Q. How is my estate distributed without a will?
The law of intestate succession in New Jersey states that:
- If you die leaving a spouse, a registered domestic partner, or civil union partner and children who are also the children of the spouse or legal partner, the spouse/legal partner receives 100% of the estate and no bond is required to be posted.
- If you die leaving a spouse, registered domestic partner, or civil union partner, and children of a prior marriage, the spouse/legal partner receives the first 25% (but not less than $50,000 nor more than $200,000), plus 1/2 of the balance of the estate. The children of the decedent share the remaining balance of the estate. If a child predeceased the parent and that child produced grandchildren, the grandchildren share the balance that would have been their parent's share.
- If you die leaving a spouse, registered domestic partner, or civil union partner, and no children, but are survived by a parent(s), the spouse receives the first 25% (but not less than $50,000, nor more than $200,000) plus 3/4 of the balance. Surviving parent(s) receive all other assets of the estate.

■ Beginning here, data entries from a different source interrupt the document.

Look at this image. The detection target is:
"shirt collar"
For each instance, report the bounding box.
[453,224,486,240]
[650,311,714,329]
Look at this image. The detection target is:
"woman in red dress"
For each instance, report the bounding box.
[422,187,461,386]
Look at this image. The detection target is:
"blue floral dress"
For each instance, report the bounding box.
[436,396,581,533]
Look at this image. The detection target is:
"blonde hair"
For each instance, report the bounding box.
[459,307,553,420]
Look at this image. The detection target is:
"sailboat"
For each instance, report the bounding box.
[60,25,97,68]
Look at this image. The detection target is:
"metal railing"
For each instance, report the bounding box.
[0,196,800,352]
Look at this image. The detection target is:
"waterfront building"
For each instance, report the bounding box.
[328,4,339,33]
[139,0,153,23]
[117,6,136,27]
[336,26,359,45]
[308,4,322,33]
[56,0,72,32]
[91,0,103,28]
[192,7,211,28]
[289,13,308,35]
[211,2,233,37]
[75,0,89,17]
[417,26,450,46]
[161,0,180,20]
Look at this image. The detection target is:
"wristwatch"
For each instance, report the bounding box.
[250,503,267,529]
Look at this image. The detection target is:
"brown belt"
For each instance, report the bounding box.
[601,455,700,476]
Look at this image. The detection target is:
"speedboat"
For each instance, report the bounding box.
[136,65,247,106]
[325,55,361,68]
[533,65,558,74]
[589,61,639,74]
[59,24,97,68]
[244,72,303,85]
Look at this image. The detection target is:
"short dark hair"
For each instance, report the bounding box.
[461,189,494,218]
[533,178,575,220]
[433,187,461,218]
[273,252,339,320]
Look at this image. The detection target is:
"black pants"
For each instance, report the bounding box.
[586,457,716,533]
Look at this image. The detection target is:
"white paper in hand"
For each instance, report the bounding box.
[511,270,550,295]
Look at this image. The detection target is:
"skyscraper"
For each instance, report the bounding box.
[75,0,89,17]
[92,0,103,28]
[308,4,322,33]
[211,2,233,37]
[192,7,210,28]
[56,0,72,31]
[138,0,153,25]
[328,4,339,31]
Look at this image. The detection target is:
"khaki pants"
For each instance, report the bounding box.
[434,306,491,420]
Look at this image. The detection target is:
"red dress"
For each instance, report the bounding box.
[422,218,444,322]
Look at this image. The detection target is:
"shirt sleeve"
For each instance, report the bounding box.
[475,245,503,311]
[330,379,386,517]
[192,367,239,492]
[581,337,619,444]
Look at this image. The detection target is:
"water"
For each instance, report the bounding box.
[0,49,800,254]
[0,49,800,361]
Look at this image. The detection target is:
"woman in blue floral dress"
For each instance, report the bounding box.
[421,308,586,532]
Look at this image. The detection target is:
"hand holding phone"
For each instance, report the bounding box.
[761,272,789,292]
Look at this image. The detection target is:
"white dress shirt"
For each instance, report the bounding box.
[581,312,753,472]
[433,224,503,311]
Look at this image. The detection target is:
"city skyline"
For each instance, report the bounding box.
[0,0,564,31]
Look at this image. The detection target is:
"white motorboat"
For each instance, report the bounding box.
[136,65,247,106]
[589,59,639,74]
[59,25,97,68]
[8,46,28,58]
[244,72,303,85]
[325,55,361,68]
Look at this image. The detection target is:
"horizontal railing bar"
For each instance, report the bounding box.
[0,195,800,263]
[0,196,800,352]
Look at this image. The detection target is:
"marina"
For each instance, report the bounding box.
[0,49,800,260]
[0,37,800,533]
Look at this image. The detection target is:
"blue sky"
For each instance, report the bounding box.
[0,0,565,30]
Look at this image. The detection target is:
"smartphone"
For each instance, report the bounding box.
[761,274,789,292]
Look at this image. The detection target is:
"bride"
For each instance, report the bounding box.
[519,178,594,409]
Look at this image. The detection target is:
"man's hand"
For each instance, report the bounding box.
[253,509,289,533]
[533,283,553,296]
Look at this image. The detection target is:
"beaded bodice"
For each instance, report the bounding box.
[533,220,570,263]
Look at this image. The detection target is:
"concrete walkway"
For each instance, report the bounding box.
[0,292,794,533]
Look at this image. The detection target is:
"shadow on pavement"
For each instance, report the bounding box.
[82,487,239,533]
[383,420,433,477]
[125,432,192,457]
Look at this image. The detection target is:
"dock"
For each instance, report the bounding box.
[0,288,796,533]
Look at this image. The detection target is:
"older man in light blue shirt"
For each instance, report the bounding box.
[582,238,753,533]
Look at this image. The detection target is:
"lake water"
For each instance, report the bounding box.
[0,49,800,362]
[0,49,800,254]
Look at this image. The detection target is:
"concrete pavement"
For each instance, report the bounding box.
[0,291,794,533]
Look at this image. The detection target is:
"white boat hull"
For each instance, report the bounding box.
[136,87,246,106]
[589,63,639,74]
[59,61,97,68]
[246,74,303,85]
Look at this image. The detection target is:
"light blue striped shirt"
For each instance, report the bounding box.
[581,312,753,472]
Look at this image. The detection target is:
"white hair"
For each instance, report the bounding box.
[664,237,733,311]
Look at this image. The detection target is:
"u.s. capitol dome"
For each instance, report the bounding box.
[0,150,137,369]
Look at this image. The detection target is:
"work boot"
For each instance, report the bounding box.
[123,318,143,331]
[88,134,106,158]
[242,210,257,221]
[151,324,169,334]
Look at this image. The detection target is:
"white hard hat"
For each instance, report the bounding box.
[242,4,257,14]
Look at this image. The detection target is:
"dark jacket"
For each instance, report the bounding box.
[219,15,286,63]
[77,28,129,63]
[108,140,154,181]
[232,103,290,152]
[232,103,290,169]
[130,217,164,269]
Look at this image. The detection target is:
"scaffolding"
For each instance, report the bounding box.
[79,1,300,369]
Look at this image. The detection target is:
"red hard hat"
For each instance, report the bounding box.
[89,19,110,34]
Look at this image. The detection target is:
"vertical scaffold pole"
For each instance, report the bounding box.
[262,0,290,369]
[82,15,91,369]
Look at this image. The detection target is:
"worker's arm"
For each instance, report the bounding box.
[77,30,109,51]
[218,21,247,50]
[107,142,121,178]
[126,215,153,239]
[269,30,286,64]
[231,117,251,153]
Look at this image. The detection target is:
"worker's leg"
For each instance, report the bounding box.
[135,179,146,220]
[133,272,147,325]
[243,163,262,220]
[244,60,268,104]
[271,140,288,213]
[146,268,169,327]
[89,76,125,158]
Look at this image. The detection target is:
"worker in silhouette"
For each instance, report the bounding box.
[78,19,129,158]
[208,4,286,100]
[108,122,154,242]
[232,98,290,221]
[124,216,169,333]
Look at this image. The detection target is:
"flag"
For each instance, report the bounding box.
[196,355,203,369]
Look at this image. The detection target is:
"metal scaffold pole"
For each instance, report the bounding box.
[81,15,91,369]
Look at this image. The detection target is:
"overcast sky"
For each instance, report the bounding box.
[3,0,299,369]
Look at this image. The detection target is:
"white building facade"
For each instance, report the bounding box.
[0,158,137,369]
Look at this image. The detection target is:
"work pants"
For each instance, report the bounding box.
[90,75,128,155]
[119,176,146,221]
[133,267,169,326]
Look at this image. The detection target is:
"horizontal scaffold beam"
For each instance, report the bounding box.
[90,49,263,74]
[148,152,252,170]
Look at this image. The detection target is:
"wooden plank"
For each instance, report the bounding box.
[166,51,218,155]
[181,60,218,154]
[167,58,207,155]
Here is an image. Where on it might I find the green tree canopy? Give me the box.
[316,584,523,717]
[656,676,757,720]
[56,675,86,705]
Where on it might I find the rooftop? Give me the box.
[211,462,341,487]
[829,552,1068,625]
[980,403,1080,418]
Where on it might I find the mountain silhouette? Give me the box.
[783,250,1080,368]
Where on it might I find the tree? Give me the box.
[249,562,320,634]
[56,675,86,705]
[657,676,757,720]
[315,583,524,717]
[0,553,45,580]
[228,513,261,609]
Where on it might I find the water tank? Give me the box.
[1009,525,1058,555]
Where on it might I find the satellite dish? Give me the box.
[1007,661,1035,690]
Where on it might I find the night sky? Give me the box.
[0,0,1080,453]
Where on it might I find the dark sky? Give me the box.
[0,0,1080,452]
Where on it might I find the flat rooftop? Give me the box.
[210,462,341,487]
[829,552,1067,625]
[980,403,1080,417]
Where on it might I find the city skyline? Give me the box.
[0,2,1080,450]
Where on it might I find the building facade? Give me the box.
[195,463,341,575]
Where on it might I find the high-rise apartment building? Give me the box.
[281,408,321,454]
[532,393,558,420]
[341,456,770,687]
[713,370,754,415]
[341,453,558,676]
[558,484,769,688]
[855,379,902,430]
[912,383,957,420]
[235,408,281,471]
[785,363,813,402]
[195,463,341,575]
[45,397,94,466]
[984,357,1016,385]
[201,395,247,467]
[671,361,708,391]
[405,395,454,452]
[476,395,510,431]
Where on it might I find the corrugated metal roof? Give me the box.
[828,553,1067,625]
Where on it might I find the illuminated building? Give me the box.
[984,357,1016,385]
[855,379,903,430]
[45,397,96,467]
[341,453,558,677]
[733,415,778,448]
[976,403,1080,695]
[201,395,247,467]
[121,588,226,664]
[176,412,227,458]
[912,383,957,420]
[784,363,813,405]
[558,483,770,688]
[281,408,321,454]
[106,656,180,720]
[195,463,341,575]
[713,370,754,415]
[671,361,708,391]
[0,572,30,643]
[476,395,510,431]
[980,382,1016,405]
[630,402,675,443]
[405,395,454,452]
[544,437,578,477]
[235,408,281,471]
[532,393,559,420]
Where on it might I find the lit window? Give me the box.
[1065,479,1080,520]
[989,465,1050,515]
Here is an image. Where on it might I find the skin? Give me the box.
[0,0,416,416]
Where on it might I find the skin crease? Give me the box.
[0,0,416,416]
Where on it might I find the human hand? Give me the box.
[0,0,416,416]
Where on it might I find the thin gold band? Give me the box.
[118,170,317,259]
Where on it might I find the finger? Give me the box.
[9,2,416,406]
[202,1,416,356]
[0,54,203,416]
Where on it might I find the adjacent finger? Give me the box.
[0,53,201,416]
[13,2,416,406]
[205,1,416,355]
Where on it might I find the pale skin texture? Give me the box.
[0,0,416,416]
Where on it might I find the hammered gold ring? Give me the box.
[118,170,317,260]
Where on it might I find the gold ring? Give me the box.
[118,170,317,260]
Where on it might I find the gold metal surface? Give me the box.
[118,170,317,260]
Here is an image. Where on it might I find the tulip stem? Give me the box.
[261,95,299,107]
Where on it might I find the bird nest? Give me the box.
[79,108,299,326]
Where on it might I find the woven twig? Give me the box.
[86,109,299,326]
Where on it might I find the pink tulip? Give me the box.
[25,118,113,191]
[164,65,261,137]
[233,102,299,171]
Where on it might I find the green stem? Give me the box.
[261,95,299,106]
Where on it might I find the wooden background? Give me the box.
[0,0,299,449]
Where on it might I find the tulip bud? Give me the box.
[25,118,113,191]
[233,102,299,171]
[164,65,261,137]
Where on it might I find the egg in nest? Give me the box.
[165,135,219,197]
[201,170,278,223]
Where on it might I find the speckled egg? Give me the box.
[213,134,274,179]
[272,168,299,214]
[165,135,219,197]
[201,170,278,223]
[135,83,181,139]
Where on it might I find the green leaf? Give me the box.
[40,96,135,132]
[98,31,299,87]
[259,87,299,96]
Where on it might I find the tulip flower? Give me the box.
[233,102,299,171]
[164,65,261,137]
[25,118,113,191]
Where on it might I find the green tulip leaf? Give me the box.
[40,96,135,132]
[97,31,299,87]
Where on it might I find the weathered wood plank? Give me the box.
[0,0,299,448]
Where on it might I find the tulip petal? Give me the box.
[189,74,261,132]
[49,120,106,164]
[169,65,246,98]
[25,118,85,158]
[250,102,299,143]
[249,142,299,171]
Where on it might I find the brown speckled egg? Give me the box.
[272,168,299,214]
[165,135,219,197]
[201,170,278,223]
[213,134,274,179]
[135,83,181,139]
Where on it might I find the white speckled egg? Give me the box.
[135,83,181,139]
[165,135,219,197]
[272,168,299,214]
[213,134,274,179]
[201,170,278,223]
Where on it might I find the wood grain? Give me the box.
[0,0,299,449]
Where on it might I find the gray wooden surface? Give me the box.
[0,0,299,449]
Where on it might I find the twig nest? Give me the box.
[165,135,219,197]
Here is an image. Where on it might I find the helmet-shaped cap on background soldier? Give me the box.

- If you die leaving a child or children but no spouse, registered domestic partner, or civil union partner, the children will take equally. Grandchildren will take their deceased parent's share.
- If you die leaving no spouse, registered domestic partner, or civil union partner, parent(s) will take all. If no parent survives, brothers and sisters of decedent will take equally. If a sibling predeceased the decedent, then the nieces and nephews will take their deceased parent's share.
- If you die leaving a spouse, registered domestic partner, or civil union partner and children, and the surviving spouse or legal partner has children from a previous relationship, the spouse receives the first 25% (but no less than $50,000 and no more than $200,000). Children of the decedent share the remaining balance of the estate. The stepchildren do not share in the estate.
- If you die leaving a surviving spouse, registered domestic partner, or civil union partner, and only step-children, the surviving spouse or legal partner receives 100% of the estate.
- If you die without a surviving spouse, registered domestic partner, or civil union partner who had children from a previous relationship and you have no other descendants, such as parents, siblings, grandparents, or other direct descendants, the step-children share 100% of the estate.
HAVE A QUESTION ON TRUSTS, WILLS, OR INVESTMENT MANAGEMENT?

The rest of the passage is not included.